Sabtu, 4 Juli 2026 – Dokter Eliza Princila Utami Pakaenomi atau yang akrab disapa dr Icha telah meninggal, meninggalkan duka yang mendalam bagi keluarga dan rekan-rekannya.

Diduga Bunuh Diri karena Depresi Akibat Intimidasi

dr Icha ditemukan tewas bunuh diri setelah mengalami depresi berat akibat dugaan intimidasi dari tiga anggota DPRD Kabupaten Timor Timur Utara (TTU), Nusa Tenggara Timur (NTT) yang mengaku sebagai keluarga pasien yang ditanganinya. Pasien tersebut mengalami gigitan ular dan keluarganya menuntut pemberian anti bisa ular meskipun tidak sesuai dengan prosedur medis.

Penanganan Kasus dr Icha oleh Polda NTT

Pasca kematian dr Icha, keluarganya melaporkan dugaan intimidasi tersebut kepada Polda NTT. Polisi telah mengerahkan tim khusus untuk mengusut kasus kematian tragis dokter muda ini.

dr Icha sebelumnya telah berkonsultasi dengan dokter spesialis Toksinologi, dr Tri Maharani, terkait penanganan pasien yang mengalami gigitan ular.

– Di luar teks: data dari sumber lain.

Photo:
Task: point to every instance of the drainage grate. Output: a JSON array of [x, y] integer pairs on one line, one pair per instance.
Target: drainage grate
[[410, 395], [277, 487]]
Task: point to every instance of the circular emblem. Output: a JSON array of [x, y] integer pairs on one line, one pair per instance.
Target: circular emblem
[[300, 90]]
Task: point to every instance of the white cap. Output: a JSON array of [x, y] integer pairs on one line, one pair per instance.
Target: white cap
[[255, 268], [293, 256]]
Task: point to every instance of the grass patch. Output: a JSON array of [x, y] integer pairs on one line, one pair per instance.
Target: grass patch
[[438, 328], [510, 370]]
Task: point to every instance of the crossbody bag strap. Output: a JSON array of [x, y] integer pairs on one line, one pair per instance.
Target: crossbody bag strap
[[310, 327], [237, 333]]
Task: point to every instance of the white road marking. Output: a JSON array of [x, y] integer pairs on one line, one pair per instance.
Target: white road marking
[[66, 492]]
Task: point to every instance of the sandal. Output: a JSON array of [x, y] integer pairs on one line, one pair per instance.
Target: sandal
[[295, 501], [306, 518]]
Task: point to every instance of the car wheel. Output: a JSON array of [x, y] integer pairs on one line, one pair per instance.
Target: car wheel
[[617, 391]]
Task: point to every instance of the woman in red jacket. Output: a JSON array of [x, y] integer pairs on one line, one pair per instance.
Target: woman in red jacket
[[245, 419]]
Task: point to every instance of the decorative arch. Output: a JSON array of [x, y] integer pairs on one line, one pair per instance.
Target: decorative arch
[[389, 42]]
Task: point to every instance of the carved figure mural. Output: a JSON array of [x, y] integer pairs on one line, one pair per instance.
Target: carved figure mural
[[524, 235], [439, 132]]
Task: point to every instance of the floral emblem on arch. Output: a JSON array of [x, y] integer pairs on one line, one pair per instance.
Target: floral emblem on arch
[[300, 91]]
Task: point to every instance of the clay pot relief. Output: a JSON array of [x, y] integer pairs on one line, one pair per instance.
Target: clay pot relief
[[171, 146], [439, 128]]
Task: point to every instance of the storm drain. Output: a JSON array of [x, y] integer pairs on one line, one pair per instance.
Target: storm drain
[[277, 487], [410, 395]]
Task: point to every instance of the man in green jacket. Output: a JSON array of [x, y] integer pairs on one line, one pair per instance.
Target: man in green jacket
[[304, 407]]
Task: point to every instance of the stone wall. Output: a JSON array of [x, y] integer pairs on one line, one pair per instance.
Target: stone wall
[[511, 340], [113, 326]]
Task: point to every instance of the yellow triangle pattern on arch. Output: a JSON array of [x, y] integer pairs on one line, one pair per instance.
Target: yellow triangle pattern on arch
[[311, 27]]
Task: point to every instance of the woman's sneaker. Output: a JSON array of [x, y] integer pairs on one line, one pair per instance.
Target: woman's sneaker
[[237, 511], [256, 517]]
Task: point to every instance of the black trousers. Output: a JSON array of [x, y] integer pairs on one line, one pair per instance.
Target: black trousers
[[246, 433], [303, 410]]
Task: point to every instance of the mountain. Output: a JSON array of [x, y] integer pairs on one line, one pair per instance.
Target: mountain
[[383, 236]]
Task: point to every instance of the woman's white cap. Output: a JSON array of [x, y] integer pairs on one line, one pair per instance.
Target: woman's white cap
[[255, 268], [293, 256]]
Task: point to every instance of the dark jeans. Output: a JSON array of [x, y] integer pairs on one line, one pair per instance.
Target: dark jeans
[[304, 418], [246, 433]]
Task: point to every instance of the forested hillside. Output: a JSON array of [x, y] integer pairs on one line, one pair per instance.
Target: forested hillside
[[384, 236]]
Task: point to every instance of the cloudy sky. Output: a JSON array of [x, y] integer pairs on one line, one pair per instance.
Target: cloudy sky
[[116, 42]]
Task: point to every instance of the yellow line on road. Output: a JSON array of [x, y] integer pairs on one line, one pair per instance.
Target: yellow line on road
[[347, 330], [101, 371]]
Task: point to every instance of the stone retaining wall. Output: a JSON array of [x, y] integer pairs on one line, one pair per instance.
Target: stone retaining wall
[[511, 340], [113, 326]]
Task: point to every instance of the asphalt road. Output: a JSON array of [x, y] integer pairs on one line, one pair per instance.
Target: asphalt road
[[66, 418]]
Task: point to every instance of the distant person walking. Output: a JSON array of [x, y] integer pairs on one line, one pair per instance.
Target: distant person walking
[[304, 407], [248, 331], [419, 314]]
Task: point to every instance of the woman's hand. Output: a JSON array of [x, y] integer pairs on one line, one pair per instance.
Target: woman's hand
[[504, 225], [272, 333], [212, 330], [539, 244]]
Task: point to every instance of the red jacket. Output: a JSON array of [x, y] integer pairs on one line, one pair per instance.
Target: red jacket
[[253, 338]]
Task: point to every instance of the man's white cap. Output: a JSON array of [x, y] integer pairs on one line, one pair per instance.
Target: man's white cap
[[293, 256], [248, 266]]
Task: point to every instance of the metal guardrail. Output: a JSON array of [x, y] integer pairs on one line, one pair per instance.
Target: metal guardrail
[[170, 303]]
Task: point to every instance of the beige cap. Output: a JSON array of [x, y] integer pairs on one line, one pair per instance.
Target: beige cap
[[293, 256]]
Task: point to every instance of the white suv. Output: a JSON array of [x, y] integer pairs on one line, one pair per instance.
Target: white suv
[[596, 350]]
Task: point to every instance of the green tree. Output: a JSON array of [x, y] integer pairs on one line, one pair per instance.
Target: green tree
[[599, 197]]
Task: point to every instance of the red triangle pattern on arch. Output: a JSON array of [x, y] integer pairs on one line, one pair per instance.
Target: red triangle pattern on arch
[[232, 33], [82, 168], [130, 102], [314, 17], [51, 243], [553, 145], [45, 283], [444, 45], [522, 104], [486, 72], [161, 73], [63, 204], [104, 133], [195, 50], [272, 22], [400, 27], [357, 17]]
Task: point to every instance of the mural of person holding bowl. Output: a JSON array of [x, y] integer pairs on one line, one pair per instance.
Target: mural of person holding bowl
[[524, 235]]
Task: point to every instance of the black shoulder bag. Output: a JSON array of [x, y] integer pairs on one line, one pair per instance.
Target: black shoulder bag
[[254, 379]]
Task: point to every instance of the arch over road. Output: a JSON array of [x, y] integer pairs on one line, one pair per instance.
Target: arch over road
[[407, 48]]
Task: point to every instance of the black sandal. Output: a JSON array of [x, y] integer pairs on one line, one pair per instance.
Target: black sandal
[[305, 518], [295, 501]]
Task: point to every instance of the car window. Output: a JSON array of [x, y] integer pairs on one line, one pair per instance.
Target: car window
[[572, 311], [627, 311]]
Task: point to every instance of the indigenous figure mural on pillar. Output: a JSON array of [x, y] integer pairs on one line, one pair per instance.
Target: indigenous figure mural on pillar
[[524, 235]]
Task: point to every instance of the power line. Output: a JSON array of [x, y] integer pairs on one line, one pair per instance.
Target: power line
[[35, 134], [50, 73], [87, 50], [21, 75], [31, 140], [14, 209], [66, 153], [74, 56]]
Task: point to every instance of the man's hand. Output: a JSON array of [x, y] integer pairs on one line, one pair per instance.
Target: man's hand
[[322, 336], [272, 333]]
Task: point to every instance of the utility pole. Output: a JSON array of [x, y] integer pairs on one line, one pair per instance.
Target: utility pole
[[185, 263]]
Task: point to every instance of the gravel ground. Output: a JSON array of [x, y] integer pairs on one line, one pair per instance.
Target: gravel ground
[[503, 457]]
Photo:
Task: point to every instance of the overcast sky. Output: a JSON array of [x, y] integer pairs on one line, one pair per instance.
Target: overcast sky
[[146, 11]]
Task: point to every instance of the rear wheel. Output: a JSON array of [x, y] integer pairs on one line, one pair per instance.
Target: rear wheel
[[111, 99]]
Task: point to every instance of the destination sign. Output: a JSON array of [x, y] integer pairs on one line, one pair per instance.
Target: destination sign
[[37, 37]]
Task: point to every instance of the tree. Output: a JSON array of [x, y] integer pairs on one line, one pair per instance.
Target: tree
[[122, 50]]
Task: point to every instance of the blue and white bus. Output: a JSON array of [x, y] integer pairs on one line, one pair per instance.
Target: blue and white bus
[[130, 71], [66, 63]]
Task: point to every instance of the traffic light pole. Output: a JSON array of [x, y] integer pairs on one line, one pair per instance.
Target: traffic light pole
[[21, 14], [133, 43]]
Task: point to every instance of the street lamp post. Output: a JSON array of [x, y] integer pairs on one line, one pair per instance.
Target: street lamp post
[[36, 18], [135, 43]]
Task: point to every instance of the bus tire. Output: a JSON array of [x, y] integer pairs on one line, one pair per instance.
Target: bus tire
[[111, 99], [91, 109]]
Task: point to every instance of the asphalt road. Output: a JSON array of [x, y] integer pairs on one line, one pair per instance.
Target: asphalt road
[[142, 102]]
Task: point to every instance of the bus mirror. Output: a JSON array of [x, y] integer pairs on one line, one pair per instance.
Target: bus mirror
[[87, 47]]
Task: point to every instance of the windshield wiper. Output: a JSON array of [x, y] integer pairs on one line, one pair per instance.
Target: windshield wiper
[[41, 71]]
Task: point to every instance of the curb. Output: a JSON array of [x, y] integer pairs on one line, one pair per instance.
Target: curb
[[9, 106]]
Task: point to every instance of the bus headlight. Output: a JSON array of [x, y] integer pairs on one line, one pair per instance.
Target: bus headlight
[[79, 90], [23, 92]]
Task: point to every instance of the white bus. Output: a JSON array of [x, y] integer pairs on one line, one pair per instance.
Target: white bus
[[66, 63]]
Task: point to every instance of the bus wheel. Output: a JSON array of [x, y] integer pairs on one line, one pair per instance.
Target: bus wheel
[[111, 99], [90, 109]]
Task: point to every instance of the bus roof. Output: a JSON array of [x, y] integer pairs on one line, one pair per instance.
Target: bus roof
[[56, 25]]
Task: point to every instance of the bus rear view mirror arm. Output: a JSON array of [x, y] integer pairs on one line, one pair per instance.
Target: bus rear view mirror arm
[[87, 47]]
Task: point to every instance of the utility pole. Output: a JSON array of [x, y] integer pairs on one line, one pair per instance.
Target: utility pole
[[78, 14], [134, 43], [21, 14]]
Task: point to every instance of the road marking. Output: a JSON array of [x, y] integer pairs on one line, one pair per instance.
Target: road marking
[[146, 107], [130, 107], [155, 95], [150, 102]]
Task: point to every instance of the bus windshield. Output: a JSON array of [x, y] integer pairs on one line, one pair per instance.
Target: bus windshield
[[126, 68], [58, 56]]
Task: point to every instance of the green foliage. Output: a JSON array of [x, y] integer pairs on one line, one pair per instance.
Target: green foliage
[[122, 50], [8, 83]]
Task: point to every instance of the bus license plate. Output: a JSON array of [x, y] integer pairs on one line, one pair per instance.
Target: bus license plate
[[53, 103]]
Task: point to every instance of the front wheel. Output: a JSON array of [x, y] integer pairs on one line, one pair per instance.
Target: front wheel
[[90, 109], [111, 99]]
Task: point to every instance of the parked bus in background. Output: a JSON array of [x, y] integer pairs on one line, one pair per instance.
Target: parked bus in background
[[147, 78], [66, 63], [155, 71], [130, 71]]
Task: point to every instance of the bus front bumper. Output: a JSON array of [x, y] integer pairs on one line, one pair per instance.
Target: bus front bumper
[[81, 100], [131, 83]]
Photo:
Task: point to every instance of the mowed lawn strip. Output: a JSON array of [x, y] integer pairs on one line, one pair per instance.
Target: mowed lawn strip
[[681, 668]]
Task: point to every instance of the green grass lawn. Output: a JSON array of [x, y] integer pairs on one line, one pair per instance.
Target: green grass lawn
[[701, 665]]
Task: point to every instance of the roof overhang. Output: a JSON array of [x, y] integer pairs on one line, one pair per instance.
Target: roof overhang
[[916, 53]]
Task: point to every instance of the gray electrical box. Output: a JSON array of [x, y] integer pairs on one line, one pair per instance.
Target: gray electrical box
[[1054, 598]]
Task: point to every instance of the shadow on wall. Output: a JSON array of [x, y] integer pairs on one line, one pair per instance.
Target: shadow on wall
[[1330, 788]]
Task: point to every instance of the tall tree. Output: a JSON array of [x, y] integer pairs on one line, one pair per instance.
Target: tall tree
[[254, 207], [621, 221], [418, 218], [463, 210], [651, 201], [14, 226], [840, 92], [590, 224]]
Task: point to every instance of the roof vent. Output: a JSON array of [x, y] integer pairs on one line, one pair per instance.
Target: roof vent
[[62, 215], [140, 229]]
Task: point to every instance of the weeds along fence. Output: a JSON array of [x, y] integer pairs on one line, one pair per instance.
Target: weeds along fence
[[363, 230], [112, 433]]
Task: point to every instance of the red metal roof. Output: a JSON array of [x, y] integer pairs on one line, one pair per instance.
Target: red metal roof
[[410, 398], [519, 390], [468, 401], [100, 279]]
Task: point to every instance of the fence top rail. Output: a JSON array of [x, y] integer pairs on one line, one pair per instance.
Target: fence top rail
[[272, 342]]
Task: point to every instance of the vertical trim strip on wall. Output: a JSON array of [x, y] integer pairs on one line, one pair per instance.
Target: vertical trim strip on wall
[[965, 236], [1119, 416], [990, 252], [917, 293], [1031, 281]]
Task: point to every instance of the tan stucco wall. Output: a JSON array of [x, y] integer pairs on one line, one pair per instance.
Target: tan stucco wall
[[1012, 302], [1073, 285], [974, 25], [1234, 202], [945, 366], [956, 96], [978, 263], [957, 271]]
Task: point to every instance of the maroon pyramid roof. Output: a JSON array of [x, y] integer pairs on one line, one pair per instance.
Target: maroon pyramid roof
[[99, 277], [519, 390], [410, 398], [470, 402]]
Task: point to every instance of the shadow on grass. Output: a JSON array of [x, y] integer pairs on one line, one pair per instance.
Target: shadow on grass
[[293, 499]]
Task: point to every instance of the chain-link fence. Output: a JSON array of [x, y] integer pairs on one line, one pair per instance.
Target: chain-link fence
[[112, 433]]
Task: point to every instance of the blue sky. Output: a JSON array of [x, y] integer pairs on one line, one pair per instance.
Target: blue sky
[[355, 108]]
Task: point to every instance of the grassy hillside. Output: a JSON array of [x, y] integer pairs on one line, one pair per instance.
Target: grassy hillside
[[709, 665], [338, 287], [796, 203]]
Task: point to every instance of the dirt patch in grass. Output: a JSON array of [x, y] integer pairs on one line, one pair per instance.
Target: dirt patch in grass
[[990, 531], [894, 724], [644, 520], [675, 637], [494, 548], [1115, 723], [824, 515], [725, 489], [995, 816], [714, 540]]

Dr Tri Maharani menjelaskan bahwa tidak semua pasien yang terkena gigitan ular membutuhkan serum anti bisa ular, tergantung pada fase gigitan ular tersebut.

Menurut dr Tri Maharani, pada fase lokal di mana bisa ular hanya terlokalisir di sekitar bekas gigitan dan belum menyebar ke seluruh tubuh, tidak selalu perlu diberikan anti bisa ular. Cukup dengan penanganan standar awal seperti imobilisasi dan obat-obatan simptomatik.